Thanks!! it just seemed weird that both batts/father and son crapped out at the same time.I will pass on your info.Myself and a guy I race with hooked them to our Ice chargers and both chargers would not let the charge cycle start,must be good chargers


----------



## rocketron (Dec 2, 2003)

From the description it sounds as if they were over discharged.


----------



## RPM (Dec 20, 2004)

rocketron said:


> From the description it sounds as if they were over discharged.


Not always the case.
Swelling can come from a short between the plates with a regular
charge on a lipo charger.

Most tracks use lipo sacks or a metal pan as they charge up a lipo pack to contain any lipo flame out.

Safety first!


----------



## gndprx (Aug 30, 2006)

This is the reason you always need to balance your packs. As the cells drift apart, one cell will start to overcharge or overdischarge even though the whole pack might read within tollerance and not trip any protection on the charger or speedo. 

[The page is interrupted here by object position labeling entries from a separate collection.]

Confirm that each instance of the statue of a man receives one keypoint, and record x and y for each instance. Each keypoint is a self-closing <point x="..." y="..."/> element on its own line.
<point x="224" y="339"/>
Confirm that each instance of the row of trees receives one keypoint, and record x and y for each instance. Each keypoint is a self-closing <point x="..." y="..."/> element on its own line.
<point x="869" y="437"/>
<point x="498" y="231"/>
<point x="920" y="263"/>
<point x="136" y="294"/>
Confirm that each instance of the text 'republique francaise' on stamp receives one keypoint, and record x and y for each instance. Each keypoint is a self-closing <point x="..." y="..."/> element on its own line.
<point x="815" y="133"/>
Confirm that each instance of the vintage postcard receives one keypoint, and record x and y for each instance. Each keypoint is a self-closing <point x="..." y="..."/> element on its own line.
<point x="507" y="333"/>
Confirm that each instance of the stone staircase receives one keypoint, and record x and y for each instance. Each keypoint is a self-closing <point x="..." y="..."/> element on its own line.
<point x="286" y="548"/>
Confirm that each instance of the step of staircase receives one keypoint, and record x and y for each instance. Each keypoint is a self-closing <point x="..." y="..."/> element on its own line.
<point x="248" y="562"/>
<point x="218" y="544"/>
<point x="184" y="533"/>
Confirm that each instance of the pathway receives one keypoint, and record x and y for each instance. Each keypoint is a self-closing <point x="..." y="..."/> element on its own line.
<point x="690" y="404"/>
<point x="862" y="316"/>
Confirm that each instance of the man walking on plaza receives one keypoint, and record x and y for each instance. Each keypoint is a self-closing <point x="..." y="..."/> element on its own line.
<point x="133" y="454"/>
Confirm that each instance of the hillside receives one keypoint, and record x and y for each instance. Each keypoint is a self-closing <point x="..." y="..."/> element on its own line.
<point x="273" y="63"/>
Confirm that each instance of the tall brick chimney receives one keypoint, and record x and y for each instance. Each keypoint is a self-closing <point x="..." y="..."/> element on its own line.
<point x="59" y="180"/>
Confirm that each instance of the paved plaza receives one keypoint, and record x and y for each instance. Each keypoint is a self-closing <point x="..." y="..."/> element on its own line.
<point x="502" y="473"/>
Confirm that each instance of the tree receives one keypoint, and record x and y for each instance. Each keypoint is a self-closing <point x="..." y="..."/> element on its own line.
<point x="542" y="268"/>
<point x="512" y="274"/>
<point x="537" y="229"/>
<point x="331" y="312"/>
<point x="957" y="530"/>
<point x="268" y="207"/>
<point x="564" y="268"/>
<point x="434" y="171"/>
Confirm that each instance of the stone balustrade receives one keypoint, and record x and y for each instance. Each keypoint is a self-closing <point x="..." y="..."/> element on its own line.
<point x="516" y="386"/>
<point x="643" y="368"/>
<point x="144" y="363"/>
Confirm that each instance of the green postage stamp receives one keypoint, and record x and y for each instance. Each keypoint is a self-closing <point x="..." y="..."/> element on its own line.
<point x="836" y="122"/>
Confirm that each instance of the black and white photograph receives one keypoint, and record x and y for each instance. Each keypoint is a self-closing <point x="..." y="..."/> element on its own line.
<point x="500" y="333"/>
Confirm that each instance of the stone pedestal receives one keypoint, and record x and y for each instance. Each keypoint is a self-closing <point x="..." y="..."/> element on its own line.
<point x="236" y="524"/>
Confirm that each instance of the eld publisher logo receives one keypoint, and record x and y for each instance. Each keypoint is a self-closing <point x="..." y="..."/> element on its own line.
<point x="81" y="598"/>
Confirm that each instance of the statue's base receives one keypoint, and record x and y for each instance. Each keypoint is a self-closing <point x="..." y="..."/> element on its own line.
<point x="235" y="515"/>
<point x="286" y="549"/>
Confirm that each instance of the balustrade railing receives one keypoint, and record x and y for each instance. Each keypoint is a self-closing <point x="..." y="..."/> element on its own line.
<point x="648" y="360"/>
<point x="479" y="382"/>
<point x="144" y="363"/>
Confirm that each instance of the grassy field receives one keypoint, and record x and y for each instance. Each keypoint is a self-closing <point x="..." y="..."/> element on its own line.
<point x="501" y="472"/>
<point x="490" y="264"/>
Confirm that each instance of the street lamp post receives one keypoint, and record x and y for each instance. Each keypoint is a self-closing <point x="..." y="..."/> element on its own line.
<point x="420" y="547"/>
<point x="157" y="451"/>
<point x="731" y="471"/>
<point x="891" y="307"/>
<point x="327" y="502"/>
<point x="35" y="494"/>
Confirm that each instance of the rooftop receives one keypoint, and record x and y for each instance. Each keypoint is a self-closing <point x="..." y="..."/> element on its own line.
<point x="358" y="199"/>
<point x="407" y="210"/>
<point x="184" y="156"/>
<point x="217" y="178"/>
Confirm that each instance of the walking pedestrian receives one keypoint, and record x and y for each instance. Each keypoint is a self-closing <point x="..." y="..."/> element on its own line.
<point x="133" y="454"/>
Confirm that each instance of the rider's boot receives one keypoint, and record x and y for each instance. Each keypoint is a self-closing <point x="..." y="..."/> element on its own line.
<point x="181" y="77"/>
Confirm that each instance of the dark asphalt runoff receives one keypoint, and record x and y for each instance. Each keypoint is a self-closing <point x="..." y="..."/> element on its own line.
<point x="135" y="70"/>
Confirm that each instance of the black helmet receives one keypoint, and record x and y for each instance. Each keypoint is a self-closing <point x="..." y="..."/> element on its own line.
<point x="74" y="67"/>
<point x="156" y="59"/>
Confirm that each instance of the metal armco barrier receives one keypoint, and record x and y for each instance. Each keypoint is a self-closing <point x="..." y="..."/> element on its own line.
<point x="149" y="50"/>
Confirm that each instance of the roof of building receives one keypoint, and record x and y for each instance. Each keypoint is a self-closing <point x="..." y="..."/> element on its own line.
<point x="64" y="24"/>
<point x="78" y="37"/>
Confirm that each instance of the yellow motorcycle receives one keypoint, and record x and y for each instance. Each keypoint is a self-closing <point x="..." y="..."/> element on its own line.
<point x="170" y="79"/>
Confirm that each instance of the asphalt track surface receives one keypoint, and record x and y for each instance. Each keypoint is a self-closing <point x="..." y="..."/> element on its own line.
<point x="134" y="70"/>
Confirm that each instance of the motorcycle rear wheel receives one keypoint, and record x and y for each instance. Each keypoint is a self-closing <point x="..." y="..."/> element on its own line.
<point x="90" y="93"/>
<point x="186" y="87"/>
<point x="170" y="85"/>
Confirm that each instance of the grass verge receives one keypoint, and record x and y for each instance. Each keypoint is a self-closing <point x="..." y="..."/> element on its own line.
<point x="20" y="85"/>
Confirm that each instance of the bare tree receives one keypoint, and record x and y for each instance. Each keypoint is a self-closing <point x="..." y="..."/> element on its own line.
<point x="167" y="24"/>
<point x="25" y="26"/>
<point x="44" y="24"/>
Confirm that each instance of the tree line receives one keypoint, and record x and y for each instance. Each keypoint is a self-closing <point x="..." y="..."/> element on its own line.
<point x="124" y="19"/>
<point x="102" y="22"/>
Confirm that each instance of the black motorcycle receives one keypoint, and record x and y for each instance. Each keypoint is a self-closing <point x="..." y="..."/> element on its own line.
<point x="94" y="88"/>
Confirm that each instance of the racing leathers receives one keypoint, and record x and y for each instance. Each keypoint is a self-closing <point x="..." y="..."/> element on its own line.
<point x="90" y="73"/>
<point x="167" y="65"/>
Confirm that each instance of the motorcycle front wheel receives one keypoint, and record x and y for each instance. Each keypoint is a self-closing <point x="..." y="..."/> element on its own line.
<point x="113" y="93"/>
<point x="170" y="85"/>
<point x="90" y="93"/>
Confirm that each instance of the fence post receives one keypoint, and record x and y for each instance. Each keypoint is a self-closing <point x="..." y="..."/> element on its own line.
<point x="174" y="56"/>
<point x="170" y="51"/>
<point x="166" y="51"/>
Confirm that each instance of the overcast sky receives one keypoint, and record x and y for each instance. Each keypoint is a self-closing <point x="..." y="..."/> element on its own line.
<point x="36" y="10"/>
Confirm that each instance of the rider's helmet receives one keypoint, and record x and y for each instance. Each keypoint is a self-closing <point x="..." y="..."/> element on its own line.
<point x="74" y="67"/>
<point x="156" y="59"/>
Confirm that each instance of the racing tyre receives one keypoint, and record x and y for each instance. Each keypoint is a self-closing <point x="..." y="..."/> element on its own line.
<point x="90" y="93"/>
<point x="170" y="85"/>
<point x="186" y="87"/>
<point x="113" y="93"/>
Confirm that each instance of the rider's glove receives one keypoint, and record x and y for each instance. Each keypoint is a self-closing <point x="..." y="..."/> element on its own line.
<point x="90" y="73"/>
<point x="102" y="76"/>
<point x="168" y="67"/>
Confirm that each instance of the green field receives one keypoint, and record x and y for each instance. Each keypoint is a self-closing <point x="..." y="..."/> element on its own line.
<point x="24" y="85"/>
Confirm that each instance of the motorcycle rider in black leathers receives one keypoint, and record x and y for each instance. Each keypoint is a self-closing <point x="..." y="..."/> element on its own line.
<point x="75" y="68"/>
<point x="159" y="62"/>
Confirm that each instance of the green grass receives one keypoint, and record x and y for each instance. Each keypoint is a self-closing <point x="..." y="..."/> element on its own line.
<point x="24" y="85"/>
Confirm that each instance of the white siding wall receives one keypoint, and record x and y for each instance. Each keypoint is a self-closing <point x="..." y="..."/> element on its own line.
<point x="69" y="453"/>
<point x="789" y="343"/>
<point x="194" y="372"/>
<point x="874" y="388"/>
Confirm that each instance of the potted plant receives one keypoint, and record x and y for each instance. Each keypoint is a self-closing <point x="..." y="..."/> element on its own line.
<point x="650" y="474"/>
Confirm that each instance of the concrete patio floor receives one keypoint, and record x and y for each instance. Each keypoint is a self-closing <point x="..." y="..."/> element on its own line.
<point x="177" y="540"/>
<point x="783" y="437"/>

My MaxAmps packs are the worst when it comes to balance issues. One weekend of racing put the pack almost .4v out of synch on a high amp draw brushless system. The last time this happened, it took 3 days to balance back out.

Not sure who makes the Losi packs.


----------



## nicholcgn (Mar 3, 2006)

*Swelling*

It basically is a sign that something is wrong.

I have had packs swell if you have something causing a high amp draw. Low turn brushless and a bad wire = swollen battery for me. 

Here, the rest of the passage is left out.